A huge photograph of the Orion Nebula taken by the Hubble Space Telescope has been released on the Internet. It is thought to be one of the largest images every produced.
How big’s that then? 18,000 x 18,000 pixels!
Download are available in a number of sizes and resolutions. The smallest is a 6,000 x 6,000 px JPEG weighty in at a mere 2.6Mb, which is also available as a TIFF, taking it to 49.12Mb.
The 18k x 18k monsters is 23.67Mb as a JPEG and a ISP-crashing 385.09Mb TIFF. We’ve yet to get the whole image down, but we’ve been told that the image is 927Mb when decompressed – not too bad when you think you’re getting 256 million pixels.
The guidance on the download page, wisely suggest download the file rather than trying to view it in your Browser.
For those who don’t fancy downloading that, or for those on dial-up, NASA also provide a Flash-fronted version you can look at using your browser.

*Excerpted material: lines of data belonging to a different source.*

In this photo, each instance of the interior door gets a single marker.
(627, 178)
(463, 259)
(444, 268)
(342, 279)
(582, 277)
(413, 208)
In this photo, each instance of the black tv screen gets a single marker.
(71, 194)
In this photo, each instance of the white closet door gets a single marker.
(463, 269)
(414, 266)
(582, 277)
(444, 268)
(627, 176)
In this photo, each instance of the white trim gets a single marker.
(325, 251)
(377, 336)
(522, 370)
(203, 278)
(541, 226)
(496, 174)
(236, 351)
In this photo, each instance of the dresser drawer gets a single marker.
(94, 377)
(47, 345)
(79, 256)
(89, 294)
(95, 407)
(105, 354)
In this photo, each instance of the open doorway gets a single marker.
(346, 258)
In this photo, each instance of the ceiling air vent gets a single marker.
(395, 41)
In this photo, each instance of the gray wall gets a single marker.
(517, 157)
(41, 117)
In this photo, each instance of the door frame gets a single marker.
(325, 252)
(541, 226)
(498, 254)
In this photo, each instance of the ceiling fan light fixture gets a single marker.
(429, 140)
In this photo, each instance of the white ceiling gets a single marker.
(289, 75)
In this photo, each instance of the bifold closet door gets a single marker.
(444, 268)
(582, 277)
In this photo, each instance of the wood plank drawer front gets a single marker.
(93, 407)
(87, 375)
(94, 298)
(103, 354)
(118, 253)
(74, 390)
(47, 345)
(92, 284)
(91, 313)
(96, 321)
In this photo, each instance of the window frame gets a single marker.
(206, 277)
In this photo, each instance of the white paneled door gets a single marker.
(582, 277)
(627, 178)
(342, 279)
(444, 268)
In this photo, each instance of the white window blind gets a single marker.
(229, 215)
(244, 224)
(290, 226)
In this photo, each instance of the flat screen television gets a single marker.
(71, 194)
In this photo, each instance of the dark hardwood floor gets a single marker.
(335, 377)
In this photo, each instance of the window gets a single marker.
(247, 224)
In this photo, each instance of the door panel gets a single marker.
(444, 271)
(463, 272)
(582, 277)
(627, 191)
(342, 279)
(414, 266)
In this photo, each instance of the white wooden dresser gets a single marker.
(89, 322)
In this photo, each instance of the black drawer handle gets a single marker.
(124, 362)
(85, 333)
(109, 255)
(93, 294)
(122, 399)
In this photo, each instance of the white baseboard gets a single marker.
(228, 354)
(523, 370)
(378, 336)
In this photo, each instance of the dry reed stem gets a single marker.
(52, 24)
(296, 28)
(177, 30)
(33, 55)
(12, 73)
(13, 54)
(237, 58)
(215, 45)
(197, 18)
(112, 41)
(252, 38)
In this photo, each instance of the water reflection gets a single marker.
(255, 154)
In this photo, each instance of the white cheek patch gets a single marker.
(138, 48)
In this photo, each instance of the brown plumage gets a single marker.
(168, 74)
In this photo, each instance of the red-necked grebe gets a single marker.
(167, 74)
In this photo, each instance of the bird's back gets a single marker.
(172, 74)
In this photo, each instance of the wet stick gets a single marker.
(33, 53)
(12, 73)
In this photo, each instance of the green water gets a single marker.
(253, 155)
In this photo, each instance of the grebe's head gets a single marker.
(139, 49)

Around two years ago the previous version of this image was also distributed online, but that was a ‘mere’ 6,200 x 6,200, at that time, also claimed at the ‘largest image ever’.
Many have commented that trying to download the image has been a direct route to frustration, as space fans pile into grabbing it.
The Hubble Space Telescope is a project of international cooperation between NASA and the European Space Agency, not just NASA as many publication are reporting. Looks like NASA’s may be getting stuck with the bandwidth bill though.